Tennis Australia and the Victorian state government said Djokovic did not receive any special treatment in a blind review process that involved a panel of health experts.

When asked his opinion, Prime Minister Scott Morrison said the decision was the remit of the Victorian government.

People wait in line for a Covid-19 test at Southport on the Gold Coast in Australia

Mr Morrison, under pressure at the start of an election year, has sought to reassure voters that his Liberal-National Party coalition has the situation under control, while keeping tight control on the purse strings.

"There are no silver bullets here," Mr Morrison told reporters ahead of a meeting of national cabinet, the group of federal and state and territory leaders tasked with handling the pandemic.

"You've just got to work the problem, work it together and push through."

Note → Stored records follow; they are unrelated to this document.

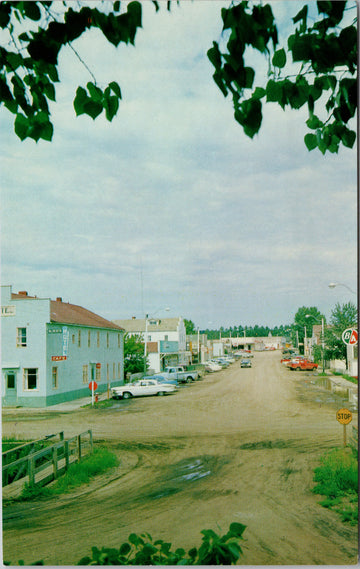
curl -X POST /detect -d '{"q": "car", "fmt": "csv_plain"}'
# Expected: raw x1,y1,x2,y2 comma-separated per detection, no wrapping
286,358,319,371
205,361,222,372
111,379,177,399
143,373,179,385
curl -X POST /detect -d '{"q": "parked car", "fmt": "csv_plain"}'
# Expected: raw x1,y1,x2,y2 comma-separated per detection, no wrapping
111,379,176,399
160,366,199,383
286,358,319,371
143,373,179,385
205,361,222,372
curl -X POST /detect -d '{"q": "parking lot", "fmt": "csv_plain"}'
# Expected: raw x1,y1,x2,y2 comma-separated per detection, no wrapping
3,352,357,565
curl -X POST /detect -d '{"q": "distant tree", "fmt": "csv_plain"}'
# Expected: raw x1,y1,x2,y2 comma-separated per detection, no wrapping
325,302,357,362
124,334,144,377
291,306,326,353
184,318,197,336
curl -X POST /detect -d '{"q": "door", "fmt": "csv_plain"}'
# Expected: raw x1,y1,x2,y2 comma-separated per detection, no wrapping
5,370,17,405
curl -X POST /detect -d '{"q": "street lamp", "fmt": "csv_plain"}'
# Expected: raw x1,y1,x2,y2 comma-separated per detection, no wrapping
305,314,325,373
144,307,170,375
328,283,356,294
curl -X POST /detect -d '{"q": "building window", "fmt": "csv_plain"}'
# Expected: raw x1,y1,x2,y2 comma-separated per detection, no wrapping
51,367,59,389
16,328,27,348
24,367,38,391
6,371,16,389
83,365,89,383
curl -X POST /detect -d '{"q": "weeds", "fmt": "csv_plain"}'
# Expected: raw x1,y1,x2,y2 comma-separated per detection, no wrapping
312,448,358,525
19,447,119,500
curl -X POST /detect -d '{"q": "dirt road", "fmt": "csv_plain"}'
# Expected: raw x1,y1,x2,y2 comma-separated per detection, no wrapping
3,352,357,565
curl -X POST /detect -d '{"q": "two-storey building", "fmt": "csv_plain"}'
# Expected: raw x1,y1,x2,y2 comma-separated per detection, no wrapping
113,316,191,373
1,286,124,407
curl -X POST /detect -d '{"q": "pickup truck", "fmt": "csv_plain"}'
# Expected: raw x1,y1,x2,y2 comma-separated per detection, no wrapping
161,366,199,383
286,359,318,371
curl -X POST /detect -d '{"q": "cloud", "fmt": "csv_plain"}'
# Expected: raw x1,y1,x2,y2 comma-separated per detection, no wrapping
0,2,357,327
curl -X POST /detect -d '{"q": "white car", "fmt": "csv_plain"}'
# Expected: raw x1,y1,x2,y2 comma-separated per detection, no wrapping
205,361,222,372
111,379,176,399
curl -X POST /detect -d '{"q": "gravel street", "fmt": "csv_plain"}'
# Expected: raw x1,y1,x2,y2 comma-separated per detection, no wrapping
3,351,358,565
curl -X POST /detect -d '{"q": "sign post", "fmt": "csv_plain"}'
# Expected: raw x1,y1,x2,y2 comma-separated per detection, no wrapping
342,328,358,346
89,381,97,405
336,409,352,447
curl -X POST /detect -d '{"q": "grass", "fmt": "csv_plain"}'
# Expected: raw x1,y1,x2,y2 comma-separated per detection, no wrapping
82,399,115,409
312,448,358,525
18,447,119,501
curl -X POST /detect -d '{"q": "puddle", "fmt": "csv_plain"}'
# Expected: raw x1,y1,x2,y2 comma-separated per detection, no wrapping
299,377,357,411
171,457,214,482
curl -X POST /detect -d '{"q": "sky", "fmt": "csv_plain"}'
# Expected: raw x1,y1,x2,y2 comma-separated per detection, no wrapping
0,0,357,329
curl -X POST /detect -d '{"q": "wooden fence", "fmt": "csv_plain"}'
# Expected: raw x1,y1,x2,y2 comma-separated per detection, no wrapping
2,430,93,487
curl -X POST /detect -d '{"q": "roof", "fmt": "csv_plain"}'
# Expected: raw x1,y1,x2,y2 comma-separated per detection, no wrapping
11,291,123,331
50,300,123,331
113,317,180,333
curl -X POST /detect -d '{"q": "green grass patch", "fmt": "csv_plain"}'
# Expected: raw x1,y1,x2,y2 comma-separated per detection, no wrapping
82,399,115,409
19,447,119,501
312,448,358,525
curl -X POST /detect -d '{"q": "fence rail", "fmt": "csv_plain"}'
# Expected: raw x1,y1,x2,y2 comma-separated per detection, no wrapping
2,430,93,487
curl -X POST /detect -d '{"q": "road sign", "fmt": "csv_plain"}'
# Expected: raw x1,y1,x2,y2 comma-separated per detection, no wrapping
342,328,358,346
336,409,352,425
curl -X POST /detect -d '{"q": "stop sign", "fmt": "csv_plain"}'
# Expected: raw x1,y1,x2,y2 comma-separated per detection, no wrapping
342,328,358,346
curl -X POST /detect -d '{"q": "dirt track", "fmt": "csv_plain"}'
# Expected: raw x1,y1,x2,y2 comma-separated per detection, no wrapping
3,352,357,565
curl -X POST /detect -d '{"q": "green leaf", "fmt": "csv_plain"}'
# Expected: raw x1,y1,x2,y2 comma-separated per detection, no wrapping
14,113,29,140
272,49,286,69
109,81,121,99
22,2,41,21
306,115,324,130
207,41,221,69
84,99,104,120
86,81,103,103
119,542,131,555
103,96,119,122
229,522,246,537
341,128,356,148
304,133,318,150
73,87,88,116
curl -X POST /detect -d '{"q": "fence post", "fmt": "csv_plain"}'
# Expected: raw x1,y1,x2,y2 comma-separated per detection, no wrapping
28,456,35,486
78,435,81,462
64,441,69,470
52,445,57,480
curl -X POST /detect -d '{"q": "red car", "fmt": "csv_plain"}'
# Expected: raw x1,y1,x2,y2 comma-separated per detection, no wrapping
286,359,318,371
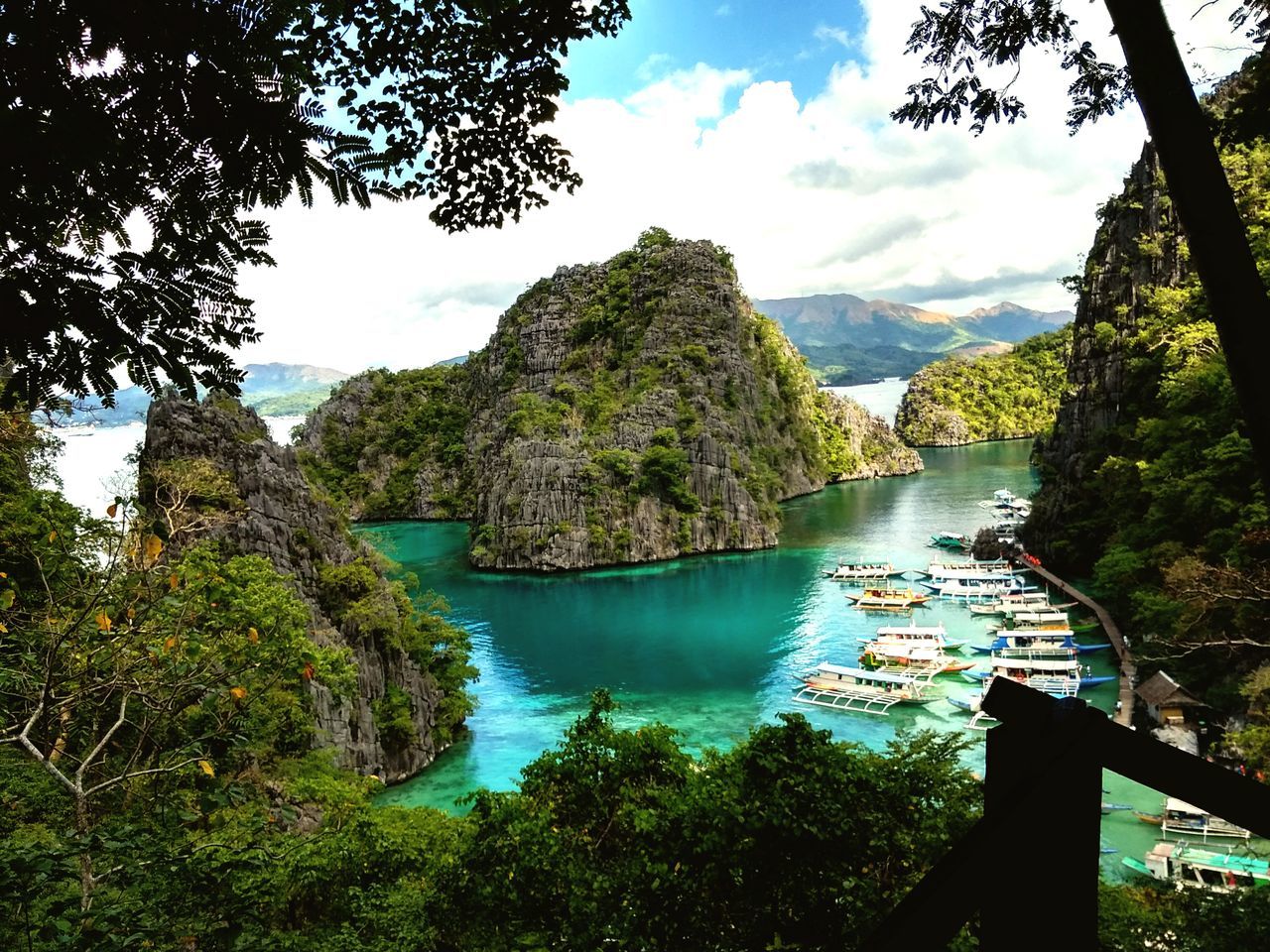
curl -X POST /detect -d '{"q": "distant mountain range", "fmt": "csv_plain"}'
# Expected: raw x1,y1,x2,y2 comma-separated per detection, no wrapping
54,363,350,426
753,295,1076,386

Officials reported a record 64,774 new cases, the majority in New South Wales and Victoria, the country's most populous states. That easily exceeded the previous day's national tally of around 47,800.

Total infections have surged more than 50 times from around 1,200 since late November, when the first Omicron case was detected in the country.

People admitted to hospitals in New South Wales and Victoria rose 10% over the previous day, and authorities warned those numbers would rise further over the next several weeks.

Australia has recorded more than 612,000 cases and 2,290 deaths since the coronavirus pandemic began, with more than half of those infections reported over the past two weeks.